This year, the Living Wage Foundation is celebrating the 20th anniversary of the Living Wage movement. We’re proud to be part of this movement as an accredited employer.
Being accredited by the Foundation means that we have voluntarily made a commitment to pay all staff the living wage, set each year by the Living Wage Foundation. This year, the UK Government did raise the UK legal minimum wage – which they have branded as the ‘National Living Wage’ – to £8.91 (for those over 23), rising to £9.50 per hour from April 2022.
This is a significant increase on previous years and will go some way to easing the pressure for many, however, this still falls short of the cost of living.

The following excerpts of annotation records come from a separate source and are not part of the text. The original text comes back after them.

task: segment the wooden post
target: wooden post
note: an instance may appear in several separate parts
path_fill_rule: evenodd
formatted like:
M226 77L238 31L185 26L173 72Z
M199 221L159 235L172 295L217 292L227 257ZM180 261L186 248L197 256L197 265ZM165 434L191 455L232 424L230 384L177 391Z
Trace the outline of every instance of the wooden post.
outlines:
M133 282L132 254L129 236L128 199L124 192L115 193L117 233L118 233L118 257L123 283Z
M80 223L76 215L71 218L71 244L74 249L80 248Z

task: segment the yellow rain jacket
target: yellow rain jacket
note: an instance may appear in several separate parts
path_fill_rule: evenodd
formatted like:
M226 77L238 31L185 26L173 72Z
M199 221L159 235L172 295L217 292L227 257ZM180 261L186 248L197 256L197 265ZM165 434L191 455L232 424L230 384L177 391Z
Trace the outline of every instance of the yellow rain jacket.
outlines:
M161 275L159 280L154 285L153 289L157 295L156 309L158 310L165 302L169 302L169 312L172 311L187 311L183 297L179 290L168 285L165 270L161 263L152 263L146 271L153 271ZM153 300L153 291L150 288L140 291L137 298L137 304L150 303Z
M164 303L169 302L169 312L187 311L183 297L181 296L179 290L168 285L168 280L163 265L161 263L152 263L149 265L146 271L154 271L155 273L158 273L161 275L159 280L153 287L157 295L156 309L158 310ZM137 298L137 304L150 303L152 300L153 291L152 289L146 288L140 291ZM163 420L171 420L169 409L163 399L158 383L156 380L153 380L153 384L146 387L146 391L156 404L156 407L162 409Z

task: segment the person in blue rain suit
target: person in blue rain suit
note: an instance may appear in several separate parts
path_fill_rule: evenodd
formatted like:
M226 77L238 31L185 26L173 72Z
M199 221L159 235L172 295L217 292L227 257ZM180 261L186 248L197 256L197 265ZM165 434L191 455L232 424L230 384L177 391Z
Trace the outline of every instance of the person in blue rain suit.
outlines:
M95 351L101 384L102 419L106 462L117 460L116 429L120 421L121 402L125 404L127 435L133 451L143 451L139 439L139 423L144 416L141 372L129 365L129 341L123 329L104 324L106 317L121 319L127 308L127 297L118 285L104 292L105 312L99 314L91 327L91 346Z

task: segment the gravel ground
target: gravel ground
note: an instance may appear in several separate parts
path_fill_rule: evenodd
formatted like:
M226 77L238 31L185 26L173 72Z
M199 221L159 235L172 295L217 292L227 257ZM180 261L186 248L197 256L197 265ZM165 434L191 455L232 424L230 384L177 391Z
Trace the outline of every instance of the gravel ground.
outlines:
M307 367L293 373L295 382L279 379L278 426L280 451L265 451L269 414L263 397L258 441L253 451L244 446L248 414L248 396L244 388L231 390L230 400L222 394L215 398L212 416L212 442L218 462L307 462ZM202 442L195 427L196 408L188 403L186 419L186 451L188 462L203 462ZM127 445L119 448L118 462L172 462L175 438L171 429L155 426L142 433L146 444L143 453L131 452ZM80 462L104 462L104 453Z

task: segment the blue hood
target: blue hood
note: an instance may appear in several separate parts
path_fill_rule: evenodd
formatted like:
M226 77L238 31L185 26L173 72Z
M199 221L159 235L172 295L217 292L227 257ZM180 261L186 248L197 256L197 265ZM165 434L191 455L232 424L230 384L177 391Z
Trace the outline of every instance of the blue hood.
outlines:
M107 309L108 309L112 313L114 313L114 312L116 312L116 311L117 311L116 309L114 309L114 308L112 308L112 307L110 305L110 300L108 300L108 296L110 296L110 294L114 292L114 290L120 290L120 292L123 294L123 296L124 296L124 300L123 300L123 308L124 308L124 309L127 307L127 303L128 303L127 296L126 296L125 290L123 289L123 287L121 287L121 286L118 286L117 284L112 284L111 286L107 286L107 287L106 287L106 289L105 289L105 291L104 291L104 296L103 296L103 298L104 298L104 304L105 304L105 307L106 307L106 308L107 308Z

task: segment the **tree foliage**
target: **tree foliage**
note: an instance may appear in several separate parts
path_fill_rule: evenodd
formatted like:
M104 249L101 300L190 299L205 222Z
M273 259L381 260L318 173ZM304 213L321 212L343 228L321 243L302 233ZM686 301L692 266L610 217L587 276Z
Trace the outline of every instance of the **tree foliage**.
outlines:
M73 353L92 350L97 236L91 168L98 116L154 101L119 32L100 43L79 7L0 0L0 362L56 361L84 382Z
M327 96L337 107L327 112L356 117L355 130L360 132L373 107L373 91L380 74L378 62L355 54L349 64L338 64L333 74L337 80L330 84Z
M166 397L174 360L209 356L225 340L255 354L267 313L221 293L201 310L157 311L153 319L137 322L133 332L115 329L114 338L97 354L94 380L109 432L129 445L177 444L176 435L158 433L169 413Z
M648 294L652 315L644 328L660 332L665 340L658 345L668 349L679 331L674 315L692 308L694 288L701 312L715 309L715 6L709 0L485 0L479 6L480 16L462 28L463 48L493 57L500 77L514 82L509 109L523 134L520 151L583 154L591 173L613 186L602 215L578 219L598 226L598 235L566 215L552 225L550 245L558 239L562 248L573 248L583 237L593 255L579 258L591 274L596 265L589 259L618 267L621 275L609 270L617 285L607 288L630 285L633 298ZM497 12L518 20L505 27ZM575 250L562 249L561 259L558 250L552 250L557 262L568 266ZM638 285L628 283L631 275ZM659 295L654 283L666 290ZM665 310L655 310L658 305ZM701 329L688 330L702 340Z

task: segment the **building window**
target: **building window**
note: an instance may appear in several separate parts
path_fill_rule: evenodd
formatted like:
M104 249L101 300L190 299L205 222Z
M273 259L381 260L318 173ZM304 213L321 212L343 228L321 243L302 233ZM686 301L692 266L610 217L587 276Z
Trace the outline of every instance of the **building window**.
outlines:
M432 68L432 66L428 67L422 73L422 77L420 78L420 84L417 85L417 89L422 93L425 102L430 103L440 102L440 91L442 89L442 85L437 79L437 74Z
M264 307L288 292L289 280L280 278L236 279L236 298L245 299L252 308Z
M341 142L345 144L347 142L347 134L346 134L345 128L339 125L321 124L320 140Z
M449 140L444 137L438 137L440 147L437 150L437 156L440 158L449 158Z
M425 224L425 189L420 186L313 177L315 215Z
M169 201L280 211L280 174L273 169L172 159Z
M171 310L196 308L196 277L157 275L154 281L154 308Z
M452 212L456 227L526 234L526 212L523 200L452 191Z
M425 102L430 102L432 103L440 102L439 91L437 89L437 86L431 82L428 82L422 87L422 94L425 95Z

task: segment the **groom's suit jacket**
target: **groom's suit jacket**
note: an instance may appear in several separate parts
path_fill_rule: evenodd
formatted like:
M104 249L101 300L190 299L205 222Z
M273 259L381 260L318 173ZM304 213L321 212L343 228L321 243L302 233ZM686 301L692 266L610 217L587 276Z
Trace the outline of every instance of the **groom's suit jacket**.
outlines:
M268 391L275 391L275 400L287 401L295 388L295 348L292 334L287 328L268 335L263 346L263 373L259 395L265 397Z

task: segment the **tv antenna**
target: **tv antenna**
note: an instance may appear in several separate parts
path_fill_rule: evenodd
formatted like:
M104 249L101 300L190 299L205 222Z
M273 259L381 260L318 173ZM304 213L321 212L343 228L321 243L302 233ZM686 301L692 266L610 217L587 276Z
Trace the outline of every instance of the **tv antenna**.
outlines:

The new figures set independently and released today by the Living Wage Foundation, will ensure that 300,000 people will benefit from a vital pay boost, with the 2021 figures set as £9.90 per hour nationally and £11.05 per hour in London.
For us, as a London based business, that means that we would never pay an employee less than about £20,000 per year, full time. Some people may question whether this is relevant to a company like ours in the web industry, which is a highly skilled sector and naturally attracts higher salaries. However, although it is true that all of our current team members earn significantly more than the London living wage, I still believe strongly that it does matter.
Firstly, it would be naïve to assume that web design and development companies never employ staff with salaries below the living wage. All businesses need a range of skills and in our industry, it is common to employ interns and entry level positions on low wages, and in some cases to not pay interns at all.
Secondly, it’s important that employers take a clear position and make a stand for fair wages when the government is not doing enough. By supporting the Living Wage Campaign, we’re helping to put pressure on other employers and on the government to follow suit.
The problem with the UK minimum wage is that it is set arbitrarily and doesn’t actually take into account the real (and rising) cost of living. This means that workers can often end up claiming benefits despite being in full time work, meaning that the taxpayer is effectively subsidising the employer’s business. It means that many people have to work multiple jobs, giving them less time with their families, lowering their quality of life, making them less productive at work and reducing damaging their physical and mental health. Not just that, but low income workers are increasingly having to live further and further out of the cities that they work in, meaning that they spend more time travelling, which exhausts them even more, stretches the capacity of our transport systems and increases travel emissions.
It seems logical that the minimum full time wage should not be less than the amount required to live in the city of employment. The living wage is a win-win-win for the employee, the employer and for society.